As the great-granddaughter of a Native American, ancient rock art still hidden on family ranch lands holds special resonance for her and plays a pivotal role in this fast-paced thriller. Coyote Willows is now available on Amazon, Kindle and at select bookstores. A book launch and signing will take place at the Seventh Annual NW Book Festival on July 25 in Portland.
Sharon, Congratulations! Just read about the publication of your novel. Can’t wait to read it.–Bruce
I’m hearing great things about this book!
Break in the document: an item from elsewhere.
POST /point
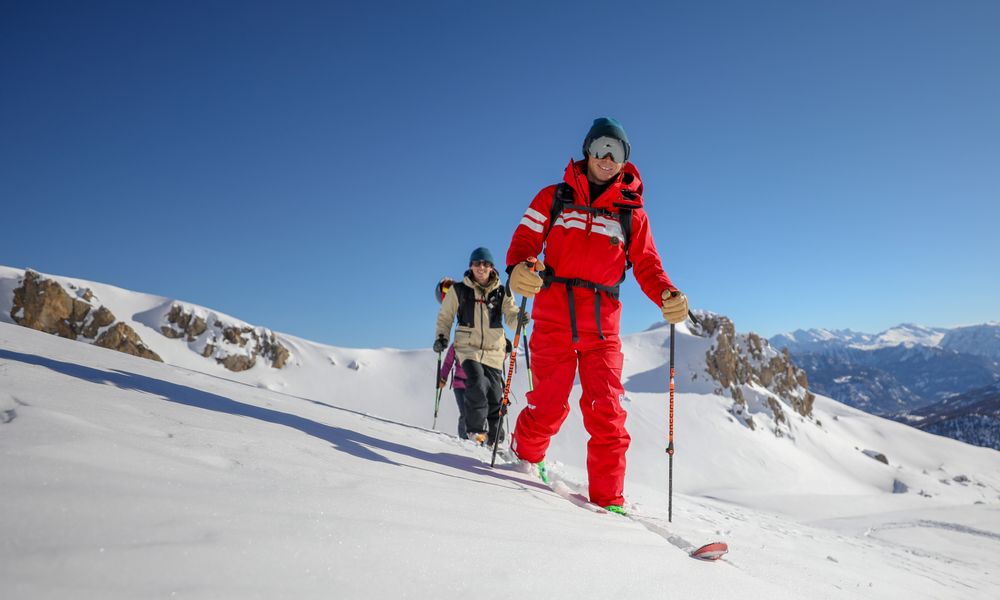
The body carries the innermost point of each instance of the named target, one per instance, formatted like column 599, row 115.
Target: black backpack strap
column 625, row 220
column 562, row 198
Here is what Rosemary Douglas Lombard said about the book; “I zoomed through COYOTE WILLOWS with great excitement and pleasure. I’m not usually a thriller reader, so I was delighted that Appleman’s book has much more to offer than the usual genre book: fine writing, complex plotting, and–so important–a well-researched core of the eco part of an eco-thriller: the huge issues of the Hanford nuclear facility’s radioactive legacy for the Pacific Northwest and its Columbia River. I loved, too, how the Native Americans and their cultural legacy of rock art became an important part of the story, as does place, based on Appleman’s own heritage of growing up on a ranch east of Oregon’s Mount Hood (and south of Hanford). Clearly, this author cares deeply about Jake and the issues that he–and we–must face: Hanford is the Pacific Northwest’s other Big One. Thank you, Sharon Appleman, for leading us to care. Highly recommended.”
Thank you for your glowing report. I especially like the idea of referring to Hanford as the PNW “other Big One.”……it is!